A liberdade não permitiu apenas conciliar este enredo com o retrato de um país em reconstrução, mas também deu à banda a possibilidade de levar o experimentalismo que já estava na sua génese a extremos que certamente não teriam sido possíveis durante a ditadura. Se num primeiro momento podemos estar inclinados a lamentar a dispersão e dificuldade de compreensão que o atropelo de novidade da época terá trazido para esta obra, prontamente somos levados a celebrá-los. É que não é possível pensar neste álbum (ou até em todo o trabalho da Banda do Casaco, sequer) sem reconhecer a riqueza que o seu experimentalismo trouxe para o contexto da música nacional do seu tempo. A utilização de estruturas consideravelmente mais complexas que as simples e tradicionais estruturas com refrão da música pop-rock comercial, a instrumentação peculiar, a sobreposição modal, as métricas stravinskianas e também a fusão de géneros (música tradicional, rock, clássico, entre outros) empregadas nesta obra são o seu brilho e dão-lhe uma posição de destaque entre os seus pares.
O factor de estranheza, ao mesmo tempo que foi a distintiva marca da banda, poderá ser o fundamento da sua erosão, contribuindo para o insucesso desta música junto das massas. Embora seja provável que o agrupamento não tivesse como principal meta o sucesso comercial (repare-se que em 11 anos a banda deu 11 concertos), a verdade é que o seu esquecimento não faz justiça ao carácter pioneiro que teve na música portuguesa à época. A Banda do Casaco não voltaria a gravar após o seu último álbum, Com Ti Chitas, de 1984.

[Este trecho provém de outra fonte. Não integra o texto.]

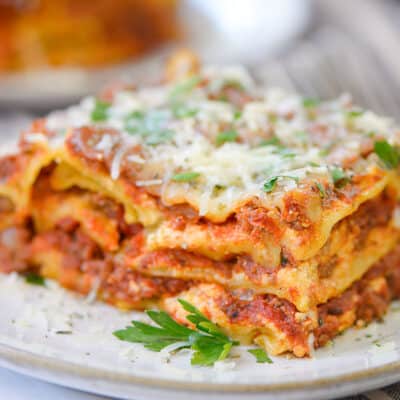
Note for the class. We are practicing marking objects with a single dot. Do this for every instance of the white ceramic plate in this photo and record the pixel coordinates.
(239, 31)
(91, 359)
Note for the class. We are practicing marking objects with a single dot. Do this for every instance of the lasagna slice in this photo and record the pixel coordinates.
(276, 215)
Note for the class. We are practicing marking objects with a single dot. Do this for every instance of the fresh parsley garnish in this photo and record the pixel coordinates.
(185, 87)
(237, 115)
(226, 136)
(208, 342)
(321, 189)
(260, 355)
(181, 111)
(274, 141)
(270, 184)
(354, 113)
(302, 136)
(100, 111)
(387, 153)
(339, 177)
(34, 279)
(159, 137)
(309, 102)
(185, 176)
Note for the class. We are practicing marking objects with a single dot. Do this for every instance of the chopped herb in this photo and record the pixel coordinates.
(233, 83)
(354, 113)
(309, 102)
(260, 355)
(223, 97)
(159, 137)
(100, 111)
(285, 152)
(270, 184)
(185, 176)
(387, 153)
(302, 136)
(135, 114)
(340, 179)
(226, 136)
(274, 141)
(184, 87)
(183, 111)
(321, 189)
(35, 279)
(237, 115)
(208, 342)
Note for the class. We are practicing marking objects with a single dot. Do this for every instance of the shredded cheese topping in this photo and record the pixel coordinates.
(229, 138)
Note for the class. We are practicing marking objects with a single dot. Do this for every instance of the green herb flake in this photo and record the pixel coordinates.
(354, 113)
(270, 184)
(339, 177)
(302, 136)
(159, 137)
(274, 141)
(261, 356)
(100, 111)
(234, 84)
(309, 102)
(237, 115)
(387, 153)
(321, 189)
(185, 87)
(226, 136)
(377, 343)
(35, 279)
(185, 176)
(183, 111)
(208, 342)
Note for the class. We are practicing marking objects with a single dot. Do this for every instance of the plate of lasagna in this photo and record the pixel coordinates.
(257, 229)
(56, 51)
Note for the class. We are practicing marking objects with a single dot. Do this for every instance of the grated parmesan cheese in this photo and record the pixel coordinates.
(178, 135)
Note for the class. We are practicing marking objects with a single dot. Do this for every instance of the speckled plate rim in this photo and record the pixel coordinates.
(61, 372)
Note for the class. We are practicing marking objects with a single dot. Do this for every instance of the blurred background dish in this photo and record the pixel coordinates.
(55, 51)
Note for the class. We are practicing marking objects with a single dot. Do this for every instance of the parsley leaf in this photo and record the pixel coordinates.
(183, 111)
(185, 176)
(270, 184)
(309, 102)
(321, 189)
(387, 153)
(274, 141)
(354, 113)
(339, 177)
(226, 136)
(35, 279)
(100, 111)
(208, 342)
(237, 115)
(260, 355)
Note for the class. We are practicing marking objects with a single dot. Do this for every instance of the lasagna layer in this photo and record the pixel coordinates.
(361, 239)
(71, 257)
(276, 215)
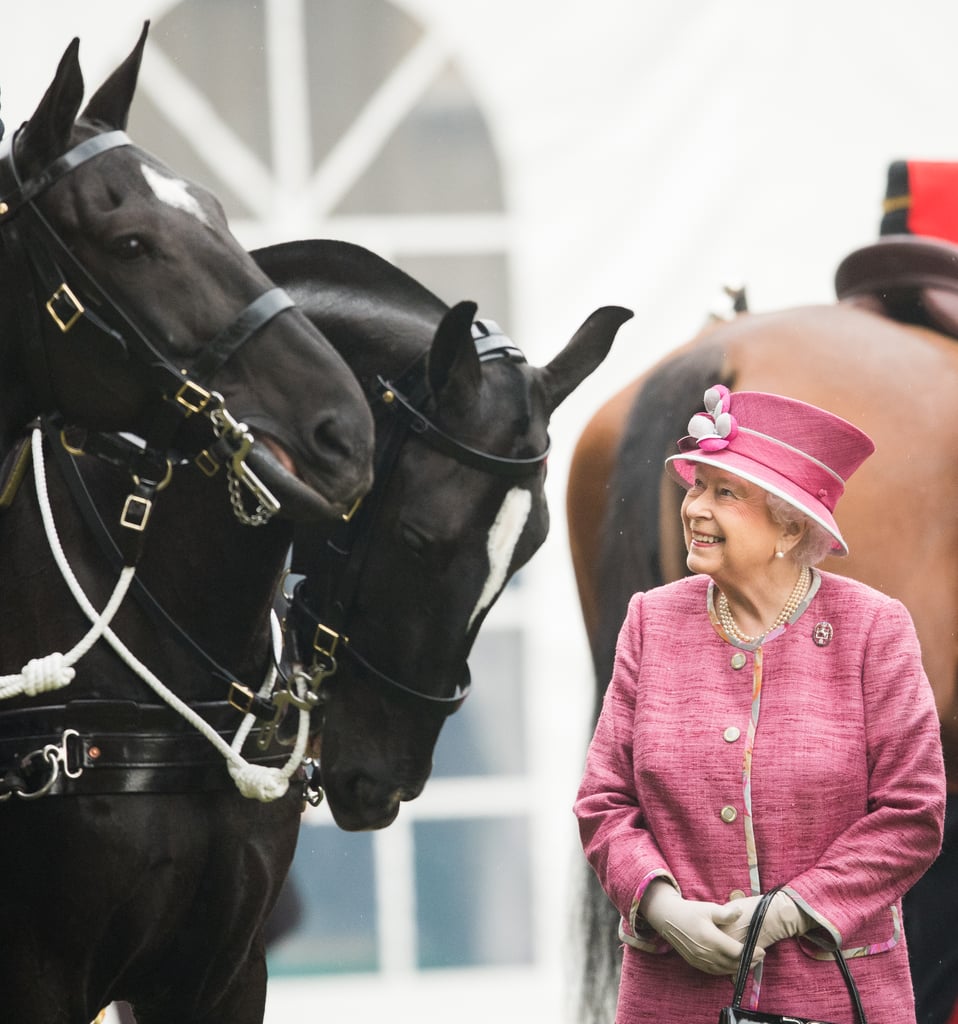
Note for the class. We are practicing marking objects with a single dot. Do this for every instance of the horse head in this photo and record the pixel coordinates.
(131, 306)
(388, 609)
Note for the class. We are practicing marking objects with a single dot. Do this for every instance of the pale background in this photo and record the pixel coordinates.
(651, 153)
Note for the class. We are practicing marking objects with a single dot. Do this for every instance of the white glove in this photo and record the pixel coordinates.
(698, 931)
(784, 920)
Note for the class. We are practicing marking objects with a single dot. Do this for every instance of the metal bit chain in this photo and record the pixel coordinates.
(238, 473)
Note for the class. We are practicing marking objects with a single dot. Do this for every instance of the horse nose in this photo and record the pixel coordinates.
(347, 434)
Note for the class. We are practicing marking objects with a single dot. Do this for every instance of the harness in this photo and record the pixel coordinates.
(321, 603)
(47, 750)
(49, 279)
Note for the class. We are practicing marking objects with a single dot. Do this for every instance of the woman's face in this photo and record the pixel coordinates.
(729, 530)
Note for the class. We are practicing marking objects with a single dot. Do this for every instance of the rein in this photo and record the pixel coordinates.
(321, 602)
(36, 253)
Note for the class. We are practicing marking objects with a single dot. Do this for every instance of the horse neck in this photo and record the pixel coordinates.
(215, 577)
(211, 576)
(17, 401)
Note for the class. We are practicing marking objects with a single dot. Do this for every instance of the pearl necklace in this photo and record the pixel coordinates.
(794, 599)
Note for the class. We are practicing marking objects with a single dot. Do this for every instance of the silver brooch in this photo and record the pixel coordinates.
(822, 634)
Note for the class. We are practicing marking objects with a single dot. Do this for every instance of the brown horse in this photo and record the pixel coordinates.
(891, 379)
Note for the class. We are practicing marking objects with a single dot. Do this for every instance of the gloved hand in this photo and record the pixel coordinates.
(697, 930)
(784, 920)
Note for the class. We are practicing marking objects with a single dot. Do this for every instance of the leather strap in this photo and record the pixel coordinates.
(119, 747)
(751, 938)
(256, 315)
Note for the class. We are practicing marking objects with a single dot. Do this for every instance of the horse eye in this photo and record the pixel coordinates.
(130, 248)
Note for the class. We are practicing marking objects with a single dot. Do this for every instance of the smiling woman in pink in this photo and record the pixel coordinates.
(767, 724)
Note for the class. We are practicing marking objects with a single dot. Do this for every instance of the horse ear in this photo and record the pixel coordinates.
(453, 365)
(588, 348)
(111, 103)
(46, 134)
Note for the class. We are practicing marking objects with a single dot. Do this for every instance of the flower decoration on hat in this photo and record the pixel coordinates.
(714, 428)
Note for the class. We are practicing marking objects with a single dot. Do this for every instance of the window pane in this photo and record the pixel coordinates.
(473, 892)
(439, 160)
(333, 884)
(486, 736)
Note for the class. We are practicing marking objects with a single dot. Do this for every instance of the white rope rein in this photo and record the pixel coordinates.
(260, 781)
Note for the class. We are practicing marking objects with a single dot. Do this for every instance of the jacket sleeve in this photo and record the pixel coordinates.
(870, 864)
(612, 829)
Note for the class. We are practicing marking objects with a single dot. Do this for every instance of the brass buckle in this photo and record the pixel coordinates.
(347, 516)
(135, 512)
(241, 697)
(334, 639)
(64, 292)
(193, 404)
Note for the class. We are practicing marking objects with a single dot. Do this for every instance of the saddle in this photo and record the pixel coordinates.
(907, 279)
(911, 273)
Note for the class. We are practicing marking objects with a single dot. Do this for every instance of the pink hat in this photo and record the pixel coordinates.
(788, 448)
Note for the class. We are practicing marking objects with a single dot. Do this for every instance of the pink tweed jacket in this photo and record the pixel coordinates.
(814, 765)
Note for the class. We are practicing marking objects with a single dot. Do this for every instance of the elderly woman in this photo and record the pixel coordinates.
(767, 724)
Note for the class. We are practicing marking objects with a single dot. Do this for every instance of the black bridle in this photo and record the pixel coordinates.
(320, 605)
(38, 256)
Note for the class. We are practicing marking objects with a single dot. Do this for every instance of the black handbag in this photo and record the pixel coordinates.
(737, 1015)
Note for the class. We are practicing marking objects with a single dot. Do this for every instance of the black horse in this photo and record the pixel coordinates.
(384, 621)
(126, 305)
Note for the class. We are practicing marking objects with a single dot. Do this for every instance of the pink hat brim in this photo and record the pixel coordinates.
(681, 467)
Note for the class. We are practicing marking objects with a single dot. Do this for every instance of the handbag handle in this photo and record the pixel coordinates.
(751, 938)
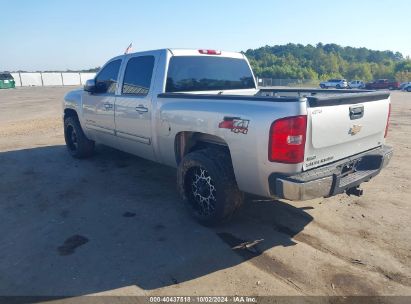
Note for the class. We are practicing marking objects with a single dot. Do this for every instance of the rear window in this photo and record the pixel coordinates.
(204, 73)
(6, 76)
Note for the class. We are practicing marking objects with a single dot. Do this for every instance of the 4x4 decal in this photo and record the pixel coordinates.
(235, 124)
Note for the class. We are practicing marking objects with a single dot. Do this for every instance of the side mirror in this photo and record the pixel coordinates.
(90, 86)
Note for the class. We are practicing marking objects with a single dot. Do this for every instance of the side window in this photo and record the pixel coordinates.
(106, 80)
(137, 78)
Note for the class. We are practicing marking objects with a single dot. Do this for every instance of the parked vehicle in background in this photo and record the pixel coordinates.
(334, 83)
(404, 85)
(356, 84)
(6, 81)
(201, 111)
(383, 84)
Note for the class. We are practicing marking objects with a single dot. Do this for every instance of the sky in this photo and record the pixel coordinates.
(81, 34)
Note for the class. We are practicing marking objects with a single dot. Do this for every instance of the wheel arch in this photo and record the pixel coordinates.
(70, 113)
(188, 141)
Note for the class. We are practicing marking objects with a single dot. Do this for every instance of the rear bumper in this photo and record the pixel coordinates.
(331, 179)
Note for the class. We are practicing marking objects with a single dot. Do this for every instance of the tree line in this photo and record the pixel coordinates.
(325, 61)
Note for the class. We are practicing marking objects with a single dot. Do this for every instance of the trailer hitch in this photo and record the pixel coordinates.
(357, 191)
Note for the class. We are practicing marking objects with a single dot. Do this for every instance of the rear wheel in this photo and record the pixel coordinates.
(78, 145)
(207, 185)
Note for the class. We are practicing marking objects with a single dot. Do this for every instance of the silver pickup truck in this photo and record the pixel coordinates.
(200, 111)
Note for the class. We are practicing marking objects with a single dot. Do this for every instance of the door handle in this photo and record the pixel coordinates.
(141, 109)
(108, 106)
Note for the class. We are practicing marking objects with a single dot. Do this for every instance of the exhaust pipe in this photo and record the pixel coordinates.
(357, 191)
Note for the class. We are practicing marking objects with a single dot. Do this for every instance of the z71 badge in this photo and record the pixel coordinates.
(235, 124)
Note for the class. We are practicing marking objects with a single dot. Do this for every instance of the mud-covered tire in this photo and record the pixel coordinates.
(209, 172)
(78, 145)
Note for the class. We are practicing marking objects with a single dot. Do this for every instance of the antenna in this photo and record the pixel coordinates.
(129, 49)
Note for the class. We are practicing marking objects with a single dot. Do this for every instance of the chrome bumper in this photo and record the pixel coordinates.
(331, 179)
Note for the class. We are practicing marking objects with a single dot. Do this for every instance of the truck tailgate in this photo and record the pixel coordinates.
(342, 126)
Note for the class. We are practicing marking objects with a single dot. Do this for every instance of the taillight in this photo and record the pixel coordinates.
(388, 121)
(287, 140)
(209, 52)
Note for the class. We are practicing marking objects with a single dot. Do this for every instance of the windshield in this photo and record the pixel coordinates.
(206, 73)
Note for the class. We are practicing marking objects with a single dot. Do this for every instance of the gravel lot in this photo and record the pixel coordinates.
(114, 224)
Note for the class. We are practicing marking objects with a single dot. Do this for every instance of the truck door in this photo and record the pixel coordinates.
(133, 106)
(98, 108)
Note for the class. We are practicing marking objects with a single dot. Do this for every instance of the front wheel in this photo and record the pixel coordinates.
(78, 145)
(207, 186)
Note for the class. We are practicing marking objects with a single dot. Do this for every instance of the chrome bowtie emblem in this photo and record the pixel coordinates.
(355, 129)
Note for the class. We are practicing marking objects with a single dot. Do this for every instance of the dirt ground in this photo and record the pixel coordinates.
(114, 224)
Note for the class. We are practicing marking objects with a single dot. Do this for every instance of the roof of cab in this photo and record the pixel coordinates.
(194, 52)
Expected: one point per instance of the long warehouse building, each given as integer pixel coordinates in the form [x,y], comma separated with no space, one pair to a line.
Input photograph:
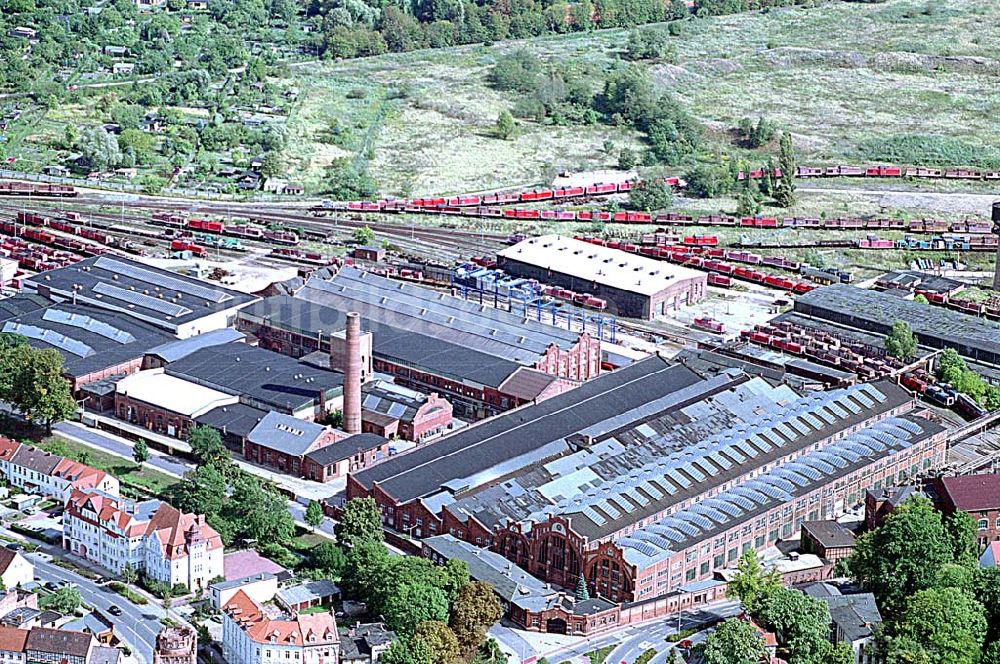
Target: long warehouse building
[653,477]
[875,311]
[634,286]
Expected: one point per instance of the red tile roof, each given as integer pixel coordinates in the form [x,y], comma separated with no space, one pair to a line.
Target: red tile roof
[6,558]
[13,639]
[973,493]
[313,629]
[7,448]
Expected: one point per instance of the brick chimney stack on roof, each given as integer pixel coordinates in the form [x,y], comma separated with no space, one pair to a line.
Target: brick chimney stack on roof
[352,374]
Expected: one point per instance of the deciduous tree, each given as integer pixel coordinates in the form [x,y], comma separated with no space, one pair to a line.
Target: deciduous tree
[784,193]
[751,584]
[409,605]
[734,642]
[901,342]
[438,639]
[37,386]
[359,522]
[64,600]
[474,611]
[651,195]
[948,623]
[902,556]
[801,623]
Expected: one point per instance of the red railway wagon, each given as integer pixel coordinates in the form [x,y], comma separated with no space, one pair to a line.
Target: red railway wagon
[183,245]
[710,324]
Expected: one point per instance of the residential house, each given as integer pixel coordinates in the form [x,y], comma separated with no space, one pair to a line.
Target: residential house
[23,32]
[12,645]
[365,643]
[321,592]
[152,536]
[394,411]
[261,587]
[37,471]
[250,636]
[854,619]
[977,495]
[347,455]
[56,646]
[827,539]
[15,570]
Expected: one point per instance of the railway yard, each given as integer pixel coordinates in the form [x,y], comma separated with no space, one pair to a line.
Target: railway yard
[676,325]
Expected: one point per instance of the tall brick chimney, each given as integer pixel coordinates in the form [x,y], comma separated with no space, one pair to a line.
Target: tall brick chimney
[352,374]
[996,231]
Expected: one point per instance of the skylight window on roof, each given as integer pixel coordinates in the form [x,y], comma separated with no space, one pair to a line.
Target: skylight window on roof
[87,323]
[849,405]
[863,398]
[161,280]
[678,479]
[140,300]
[826,415]
[813,421]
[592,514]
[798,425]
[693,472]
[836,409]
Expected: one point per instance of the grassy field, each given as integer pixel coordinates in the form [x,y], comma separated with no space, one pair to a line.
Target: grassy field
[852,82]
[143,478]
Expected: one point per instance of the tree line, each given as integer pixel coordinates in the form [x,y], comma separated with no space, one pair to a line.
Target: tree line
[31,381]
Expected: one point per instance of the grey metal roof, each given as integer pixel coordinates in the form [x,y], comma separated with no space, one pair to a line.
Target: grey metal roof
[286,434]
[898,433]
[89,339]
[856,616]
[141,291]
[261,378]
[876,311]
[348,447]
[430,354]
[418,309]
[181,348]
[235,419]
[508,580]
[517,439]
[830,534]
[310,591]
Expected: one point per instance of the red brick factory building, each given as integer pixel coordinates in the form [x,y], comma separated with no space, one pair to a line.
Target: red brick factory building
[481,360]
[650,479]
[634,286]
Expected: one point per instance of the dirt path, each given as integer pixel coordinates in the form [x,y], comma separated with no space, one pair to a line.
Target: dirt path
[978,204]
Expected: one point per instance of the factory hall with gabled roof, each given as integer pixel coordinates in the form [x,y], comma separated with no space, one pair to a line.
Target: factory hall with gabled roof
[475,377]
[178,304]
[634,286]
[653,478]
[95,343]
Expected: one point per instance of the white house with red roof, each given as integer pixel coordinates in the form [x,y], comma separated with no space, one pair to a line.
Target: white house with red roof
[255,634]
[38,471]
[153,537]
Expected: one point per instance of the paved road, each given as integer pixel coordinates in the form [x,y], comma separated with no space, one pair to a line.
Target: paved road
[114,445]
[137,626]
[631,642]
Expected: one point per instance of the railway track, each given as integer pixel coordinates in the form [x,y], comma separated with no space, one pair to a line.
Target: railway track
[462,241]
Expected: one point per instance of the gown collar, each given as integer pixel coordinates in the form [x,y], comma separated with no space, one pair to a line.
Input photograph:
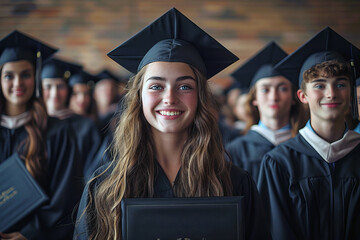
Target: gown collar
[63,114]
[331,152]
[274,136]
[13,122]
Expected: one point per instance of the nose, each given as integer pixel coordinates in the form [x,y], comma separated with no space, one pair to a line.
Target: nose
[170,96]
[53,92]
[274,95]
[331,92]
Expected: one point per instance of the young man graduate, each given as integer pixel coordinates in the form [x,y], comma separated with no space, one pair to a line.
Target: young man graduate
[272,106]
[310,184]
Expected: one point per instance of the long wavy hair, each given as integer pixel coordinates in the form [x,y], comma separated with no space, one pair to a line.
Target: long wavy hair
[298,115]
[33,148]
[203,172]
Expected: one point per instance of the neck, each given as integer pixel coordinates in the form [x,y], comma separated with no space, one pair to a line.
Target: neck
[14,110]
[168,153]
[275,124]
[330,131]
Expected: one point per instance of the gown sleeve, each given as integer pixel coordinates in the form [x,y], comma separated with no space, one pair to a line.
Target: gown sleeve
[256,226]
[55,218]
[273,185]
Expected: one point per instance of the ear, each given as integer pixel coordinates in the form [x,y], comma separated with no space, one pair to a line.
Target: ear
[254,103]
[302,96]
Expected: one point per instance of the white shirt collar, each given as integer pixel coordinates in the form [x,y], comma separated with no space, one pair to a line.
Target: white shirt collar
[331,152]
[13,122]
[274,136]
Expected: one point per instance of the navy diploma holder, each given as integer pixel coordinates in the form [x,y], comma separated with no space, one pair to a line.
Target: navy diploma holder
[207,218]
[20,194]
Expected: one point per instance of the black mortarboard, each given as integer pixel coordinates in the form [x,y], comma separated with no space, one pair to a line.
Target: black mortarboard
[173,38]
[325,46]
[82,77]
[57,68]
[106,74]
[17,46]
[261,65]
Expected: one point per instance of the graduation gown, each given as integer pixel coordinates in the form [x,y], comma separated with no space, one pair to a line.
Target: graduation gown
[312,194]
[53,219]
[88,142]
[243,185]
[247,151]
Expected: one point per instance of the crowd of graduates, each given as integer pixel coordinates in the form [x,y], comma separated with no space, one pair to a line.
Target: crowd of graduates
[286,136]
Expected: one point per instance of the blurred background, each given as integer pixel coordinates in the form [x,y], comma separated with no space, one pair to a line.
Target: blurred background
[86,30]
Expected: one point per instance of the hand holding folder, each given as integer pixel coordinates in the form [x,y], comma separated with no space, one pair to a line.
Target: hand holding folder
[20,194]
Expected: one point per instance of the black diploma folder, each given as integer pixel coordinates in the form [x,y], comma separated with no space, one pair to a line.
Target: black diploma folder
[20,194]
[209,218]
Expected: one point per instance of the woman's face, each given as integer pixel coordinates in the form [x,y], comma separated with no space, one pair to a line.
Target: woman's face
[169,96]
[80,99]
[55,93]
[17,83]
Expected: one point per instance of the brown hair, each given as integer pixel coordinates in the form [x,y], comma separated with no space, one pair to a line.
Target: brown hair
[204,171]
[332,68]
[33,148]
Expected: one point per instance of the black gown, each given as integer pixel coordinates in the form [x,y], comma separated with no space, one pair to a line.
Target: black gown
[54,219]
[243,185]
[308,198]
[247,152]
[88,141]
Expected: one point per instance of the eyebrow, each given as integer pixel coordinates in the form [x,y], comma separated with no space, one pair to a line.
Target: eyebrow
[269,84]
[23,71]
[182,78]
[336,80]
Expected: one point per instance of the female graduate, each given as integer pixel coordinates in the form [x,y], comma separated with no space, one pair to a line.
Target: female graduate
[166,143]
[56,93]
[272,106]
[311,183]
[43,144]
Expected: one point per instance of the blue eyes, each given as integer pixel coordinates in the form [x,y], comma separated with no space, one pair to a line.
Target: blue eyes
[182,87]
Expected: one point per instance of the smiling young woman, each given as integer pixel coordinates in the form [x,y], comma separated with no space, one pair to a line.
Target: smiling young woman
[166,143]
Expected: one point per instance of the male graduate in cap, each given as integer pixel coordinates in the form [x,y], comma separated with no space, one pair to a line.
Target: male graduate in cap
[166,143]
[272,106]
[56,93]
[310,184]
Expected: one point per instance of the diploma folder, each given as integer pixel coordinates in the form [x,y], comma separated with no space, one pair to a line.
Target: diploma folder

A Banda do Casaco é, para além dum marco histórico, uma celebração da liberdade artística, e Dos Benefícios dum Vendido no Reino dos Bonifácios é a expressão material da mesma. O seu corpo de trabalho, ainda que amplamente desconhecido, é cuidado, diversificado e consistente. Talvez seja por isso que, mesmo apesar do seu insucesso comercial, a Banda do Casaco teime em não desaparecer. Para além disto, esta banda faz-nos hoje, acima de tudo, um convite à reflexão. Podemo-nos questionar porque continuamos a fazer a manutenção de fronteiras entre géneros musicais quando no passado a sua interacção foi vista como enriquecedora; se deverá a ópera do século XXI ser apenas um recurso agarrado à sua tradição, mascarado por uma falsa renovação erudita e excludente, ou se deverão ser feitos esforços para que esta se aproxime novamente das pessoas, e com recurso a uma nova abordagem artística contemporânea e interdisciplinar, e, por último, qual deverá (ou poderá) ser o papel dos novos artistas no mundo do consumismo veloz, fomentador da precariedade das coisas, que ao mesmo tempo que demanda novidade parece já dar sinais de estar saturado dela.
REFERÊNCIA:
Banda do Casaco. Dos Benefícios dum Vendido no Reino dos Bonifácios. Philips Records, 1975. CD.